We found that basing a single trial measure of attention on a few dozen simultaneously recorded neurons gave us the power to accurately predict behavior. We showed that within a behavioral condition, attention varies greatly from trial to trial, and these fluctuations caused the monkey's ability to detect a given small change in a stimulus to vary from ∼70% correct to nearly complete failure. Unexpectedly, this measure revealed that within a behavioral condition, the amount of attention allocated to two locations in opposite hemifields was uncorrelated, suggesting that uncontrolled fluctuations in attention may result from fluctuations in local groups of neurons rather than from a global control signal.

Materials and Methods

Subjects and electrophysiological recordings.

We recorded simultaneously from dozens of neurons in both hemispheres of V4 in two rhesus monkeys (Macaca mulatta, both adult males, 9 and 12 kg) while they performed a change–detection task in which we directed their attention to one of two flashing stimuli. All procedures were approved by the Institutional Animal Care and Use Committee of Harvard Medical School (Boston, MA). Before behavioral training, each animal was implanted with a head post and a scleral search coil for monitoring eye movements. After the animal learned the behavioral task (3–4 months), we implanted a 6 × 8 array of microelectrodes (Blackrock Microsystems) in V4 in each cerebral hemisphere (96 electrodes per animal). Each electrode was 1 mm long, and the distance between adjacent electrodes was 400 μm. The two arrays were connected to a percutaneous connector that allowed simultaneous recordings from all 96 electrodes.

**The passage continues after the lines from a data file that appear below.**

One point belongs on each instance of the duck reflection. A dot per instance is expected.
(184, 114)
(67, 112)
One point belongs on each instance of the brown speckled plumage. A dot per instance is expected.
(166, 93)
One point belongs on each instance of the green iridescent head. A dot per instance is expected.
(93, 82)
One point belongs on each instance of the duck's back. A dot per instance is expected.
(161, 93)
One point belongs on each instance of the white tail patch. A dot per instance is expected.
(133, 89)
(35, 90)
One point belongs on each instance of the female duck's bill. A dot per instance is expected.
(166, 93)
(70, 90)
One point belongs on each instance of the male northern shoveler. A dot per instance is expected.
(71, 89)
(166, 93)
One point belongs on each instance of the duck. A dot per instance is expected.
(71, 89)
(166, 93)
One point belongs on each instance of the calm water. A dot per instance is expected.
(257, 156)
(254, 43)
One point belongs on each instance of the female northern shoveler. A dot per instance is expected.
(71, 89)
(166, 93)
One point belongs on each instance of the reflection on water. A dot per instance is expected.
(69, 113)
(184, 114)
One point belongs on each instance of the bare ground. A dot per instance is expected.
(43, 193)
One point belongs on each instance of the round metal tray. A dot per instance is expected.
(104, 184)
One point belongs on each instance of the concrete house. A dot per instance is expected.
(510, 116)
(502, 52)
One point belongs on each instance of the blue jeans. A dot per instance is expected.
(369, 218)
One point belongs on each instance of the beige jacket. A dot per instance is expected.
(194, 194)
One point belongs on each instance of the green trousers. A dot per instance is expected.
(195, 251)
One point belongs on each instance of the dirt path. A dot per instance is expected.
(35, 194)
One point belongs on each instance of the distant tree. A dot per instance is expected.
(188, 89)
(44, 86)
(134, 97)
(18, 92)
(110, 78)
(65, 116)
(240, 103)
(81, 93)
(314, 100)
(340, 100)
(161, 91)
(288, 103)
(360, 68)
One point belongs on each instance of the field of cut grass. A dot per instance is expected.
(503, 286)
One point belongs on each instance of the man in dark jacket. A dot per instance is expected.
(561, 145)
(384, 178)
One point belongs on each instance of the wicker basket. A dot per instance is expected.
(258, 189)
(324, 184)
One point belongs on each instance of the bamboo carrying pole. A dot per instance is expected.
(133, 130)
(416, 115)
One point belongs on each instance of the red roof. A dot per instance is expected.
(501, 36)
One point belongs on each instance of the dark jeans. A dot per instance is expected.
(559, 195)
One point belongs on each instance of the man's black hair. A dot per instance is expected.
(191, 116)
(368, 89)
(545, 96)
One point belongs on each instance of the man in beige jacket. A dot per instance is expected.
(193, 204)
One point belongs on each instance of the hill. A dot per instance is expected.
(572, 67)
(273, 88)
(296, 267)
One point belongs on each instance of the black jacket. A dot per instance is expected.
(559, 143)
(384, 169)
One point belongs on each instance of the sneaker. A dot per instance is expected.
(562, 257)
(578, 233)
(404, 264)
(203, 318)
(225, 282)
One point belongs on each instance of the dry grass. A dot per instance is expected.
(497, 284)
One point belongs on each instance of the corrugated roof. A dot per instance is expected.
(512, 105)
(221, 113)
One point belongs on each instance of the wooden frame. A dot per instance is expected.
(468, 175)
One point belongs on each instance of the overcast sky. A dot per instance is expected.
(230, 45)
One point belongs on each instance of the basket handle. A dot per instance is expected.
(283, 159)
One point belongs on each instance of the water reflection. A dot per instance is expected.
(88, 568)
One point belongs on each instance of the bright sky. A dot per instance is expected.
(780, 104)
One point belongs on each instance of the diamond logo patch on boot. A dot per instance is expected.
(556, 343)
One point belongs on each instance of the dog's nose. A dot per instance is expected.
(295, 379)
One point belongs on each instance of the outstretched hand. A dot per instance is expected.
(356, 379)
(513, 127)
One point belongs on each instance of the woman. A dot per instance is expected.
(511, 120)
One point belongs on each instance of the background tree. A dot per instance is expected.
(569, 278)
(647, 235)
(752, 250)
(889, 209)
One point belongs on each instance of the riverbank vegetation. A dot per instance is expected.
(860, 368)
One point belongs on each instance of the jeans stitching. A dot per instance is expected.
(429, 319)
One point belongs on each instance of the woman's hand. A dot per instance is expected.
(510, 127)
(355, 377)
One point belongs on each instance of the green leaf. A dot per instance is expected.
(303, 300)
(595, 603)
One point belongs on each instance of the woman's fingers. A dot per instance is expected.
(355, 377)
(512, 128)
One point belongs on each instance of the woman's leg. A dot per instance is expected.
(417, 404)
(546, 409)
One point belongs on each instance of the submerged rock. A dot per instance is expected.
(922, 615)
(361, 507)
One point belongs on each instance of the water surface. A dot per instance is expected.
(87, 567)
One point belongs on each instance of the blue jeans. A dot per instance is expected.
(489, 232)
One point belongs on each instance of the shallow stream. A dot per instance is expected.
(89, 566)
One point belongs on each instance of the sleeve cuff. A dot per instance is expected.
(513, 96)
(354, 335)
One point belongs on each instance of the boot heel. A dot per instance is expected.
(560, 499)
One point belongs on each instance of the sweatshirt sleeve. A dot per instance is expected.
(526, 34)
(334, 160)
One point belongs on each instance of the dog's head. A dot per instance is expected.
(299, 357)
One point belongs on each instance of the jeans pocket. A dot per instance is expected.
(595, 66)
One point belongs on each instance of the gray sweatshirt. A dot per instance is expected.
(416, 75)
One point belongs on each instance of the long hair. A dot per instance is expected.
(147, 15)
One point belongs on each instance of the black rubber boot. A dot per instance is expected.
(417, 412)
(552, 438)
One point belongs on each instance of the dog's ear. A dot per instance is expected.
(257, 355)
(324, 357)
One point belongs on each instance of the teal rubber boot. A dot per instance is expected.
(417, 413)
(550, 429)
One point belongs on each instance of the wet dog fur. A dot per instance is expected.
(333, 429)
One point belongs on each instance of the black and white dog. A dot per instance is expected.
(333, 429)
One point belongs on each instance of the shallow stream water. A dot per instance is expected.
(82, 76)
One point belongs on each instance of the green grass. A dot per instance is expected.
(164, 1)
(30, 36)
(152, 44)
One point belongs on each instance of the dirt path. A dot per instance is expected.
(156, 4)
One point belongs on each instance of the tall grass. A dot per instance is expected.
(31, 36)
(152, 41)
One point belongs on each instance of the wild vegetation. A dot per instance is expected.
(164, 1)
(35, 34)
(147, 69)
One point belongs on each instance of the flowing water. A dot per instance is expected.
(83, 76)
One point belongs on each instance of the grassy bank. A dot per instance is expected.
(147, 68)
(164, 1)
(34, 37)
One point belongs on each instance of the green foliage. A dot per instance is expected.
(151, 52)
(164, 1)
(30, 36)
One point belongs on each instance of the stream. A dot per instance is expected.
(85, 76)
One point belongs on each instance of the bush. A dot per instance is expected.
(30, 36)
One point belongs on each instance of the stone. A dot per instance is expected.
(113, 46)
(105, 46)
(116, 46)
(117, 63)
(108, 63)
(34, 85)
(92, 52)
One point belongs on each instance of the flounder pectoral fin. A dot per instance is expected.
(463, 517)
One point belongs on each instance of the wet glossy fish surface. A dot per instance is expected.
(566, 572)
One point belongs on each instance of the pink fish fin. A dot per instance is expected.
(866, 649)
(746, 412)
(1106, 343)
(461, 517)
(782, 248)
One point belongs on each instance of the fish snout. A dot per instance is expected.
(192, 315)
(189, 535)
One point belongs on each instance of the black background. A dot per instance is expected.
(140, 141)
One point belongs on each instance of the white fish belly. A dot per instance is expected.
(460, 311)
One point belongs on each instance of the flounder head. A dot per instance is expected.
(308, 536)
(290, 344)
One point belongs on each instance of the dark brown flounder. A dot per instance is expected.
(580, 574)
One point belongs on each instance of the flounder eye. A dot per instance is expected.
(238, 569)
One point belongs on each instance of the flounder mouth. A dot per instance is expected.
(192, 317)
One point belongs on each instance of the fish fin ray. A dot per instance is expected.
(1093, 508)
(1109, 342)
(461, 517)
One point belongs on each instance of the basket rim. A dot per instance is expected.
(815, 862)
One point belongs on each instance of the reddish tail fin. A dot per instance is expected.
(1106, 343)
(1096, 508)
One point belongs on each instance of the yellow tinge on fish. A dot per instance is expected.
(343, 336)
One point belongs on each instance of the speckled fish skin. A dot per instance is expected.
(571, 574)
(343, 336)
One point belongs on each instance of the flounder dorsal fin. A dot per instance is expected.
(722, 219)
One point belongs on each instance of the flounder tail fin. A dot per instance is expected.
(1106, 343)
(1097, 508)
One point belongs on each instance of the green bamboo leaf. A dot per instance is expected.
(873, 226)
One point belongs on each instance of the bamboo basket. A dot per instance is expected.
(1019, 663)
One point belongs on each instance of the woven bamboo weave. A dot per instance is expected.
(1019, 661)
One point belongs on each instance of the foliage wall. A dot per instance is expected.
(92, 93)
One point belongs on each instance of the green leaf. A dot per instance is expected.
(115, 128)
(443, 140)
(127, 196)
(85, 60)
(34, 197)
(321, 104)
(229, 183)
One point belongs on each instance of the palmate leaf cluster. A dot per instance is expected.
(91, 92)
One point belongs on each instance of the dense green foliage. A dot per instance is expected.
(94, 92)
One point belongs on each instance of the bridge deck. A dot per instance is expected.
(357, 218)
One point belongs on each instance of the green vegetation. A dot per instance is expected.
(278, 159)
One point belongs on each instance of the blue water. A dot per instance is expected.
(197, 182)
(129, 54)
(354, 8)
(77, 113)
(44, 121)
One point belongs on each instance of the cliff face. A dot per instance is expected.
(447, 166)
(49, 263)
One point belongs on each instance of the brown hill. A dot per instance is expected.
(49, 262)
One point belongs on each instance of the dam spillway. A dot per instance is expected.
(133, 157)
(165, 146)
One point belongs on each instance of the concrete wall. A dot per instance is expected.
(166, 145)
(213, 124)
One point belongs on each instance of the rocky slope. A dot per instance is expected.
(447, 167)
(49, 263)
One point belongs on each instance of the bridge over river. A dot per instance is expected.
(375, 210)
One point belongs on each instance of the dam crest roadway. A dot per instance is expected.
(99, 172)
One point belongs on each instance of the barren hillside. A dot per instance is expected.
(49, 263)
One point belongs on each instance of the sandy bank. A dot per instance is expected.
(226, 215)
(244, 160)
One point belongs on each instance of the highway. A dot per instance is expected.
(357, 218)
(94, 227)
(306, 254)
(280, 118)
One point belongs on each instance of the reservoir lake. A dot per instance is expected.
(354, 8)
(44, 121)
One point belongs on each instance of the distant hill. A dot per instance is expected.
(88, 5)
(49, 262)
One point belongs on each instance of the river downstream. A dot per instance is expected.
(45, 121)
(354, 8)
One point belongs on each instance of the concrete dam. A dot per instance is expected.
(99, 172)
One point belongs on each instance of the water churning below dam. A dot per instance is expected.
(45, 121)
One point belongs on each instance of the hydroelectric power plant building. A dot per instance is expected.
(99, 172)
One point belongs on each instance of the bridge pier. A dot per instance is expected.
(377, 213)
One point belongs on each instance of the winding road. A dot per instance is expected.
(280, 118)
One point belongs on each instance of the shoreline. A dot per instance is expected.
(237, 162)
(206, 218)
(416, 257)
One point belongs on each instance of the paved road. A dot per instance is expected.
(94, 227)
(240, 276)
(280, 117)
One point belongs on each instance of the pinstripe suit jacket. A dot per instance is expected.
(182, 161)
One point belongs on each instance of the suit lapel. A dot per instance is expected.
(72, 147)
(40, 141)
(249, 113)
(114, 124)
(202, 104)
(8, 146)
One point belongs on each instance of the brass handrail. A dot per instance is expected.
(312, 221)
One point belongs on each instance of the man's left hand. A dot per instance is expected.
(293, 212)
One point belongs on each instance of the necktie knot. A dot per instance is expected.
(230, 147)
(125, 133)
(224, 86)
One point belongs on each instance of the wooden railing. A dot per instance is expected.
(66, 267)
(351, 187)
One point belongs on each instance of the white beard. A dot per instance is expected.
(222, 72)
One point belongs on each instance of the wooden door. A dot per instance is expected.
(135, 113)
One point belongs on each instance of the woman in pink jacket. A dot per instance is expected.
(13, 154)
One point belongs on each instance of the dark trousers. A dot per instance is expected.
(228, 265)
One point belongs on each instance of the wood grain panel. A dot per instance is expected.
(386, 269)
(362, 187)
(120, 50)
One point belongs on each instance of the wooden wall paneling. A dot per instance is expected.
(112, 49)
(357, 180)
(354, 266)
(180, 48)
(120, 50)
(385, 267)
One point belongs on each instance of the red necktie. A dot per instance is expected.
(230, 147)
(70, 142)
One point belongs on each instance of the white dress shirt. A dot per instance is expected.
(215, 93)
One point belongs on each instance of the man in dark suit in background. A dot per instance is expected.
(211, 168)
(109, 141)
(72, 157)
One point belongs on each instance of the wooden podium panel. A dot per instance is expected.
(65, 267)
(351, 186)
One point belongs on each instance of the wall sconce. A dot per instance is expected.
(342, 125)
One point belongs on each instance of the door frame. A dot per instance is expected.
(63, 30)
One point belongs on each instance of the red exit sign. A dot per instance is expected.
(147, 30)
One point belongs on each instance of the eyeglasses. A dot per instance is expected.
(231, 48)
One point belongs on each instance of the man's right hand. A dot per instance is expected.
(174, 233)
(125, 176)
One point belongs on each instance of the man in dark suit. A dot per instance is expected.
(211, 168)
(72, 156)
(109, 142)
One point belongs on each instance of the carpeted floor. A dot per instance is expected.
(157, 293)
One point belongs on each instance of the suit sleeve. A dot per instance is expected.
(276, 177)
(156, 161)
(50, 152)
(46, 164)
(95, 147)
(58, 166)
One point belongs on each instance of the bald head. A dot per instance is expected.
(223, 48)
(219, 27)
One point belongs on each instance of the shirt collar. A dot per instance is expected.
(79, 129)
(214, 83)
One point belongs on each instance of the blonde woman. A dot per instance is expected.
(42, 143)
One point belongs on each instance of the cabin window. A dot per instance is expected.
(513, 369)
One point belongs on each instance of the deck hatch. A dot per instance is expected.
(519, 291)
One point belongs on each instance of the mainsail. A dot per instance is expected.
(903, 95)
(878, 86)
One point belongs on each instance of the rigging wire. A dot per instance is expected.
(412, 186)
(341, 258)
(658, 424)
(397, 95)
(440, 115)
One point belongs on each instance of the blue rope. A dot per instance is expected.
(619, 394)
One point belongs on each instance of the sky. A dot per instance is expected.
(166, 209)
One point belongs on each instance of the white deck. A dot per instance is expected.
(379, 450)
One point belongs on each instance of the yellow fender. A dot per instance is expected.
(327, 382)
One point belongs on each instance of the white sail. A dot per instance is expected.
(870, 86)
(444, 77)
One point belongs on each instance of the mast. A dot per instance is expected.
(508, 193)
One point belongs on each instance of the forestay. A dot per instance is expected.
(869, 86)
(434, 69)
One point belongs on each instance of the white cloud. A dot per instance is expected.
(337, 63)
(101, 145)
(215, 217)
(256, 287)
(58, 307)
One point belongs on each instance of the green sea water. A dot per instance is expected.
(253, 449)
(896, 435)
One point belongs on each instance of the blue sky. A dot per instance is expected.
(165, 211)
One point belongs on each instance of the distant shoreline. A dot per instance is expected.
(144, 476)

We implanted the arrays between the lunate and superior temporal sulci, which were visible during surgery. The centers of the spatial receptive fields (RFs) for both monkeys were in the lower hemifield (eccentricities for monkey 1: left hemifield: 3–5°, right hemifield: 5–8°; monkey 2: left hemifield: 10–15°, right hemifield: 15–30°). Monkey 2 underwent an unscheduled explantation of both arrays before recordings began, so we implanted new arrays several millimeters dorsal to the sites of the original implants. Consequently, monkey 2 had more eccentric and more dispersed receptive fields than monkey 1. The receptive field distributions were the only physiological results that were distinguishable between the two monkeys.

The data presented here are a superset of data presented previously (Cohen and Maunsell, 2009). For the current study, it was important to have a range of behavioral performance. Therefore, in addition to data from 41 d of recording reported previously, we included eight additional datasets in which the monkey did not achieve 90% correct on the easiest orientation change (total 26 datasets from monkey 1 and 23 datasets from monkey 2).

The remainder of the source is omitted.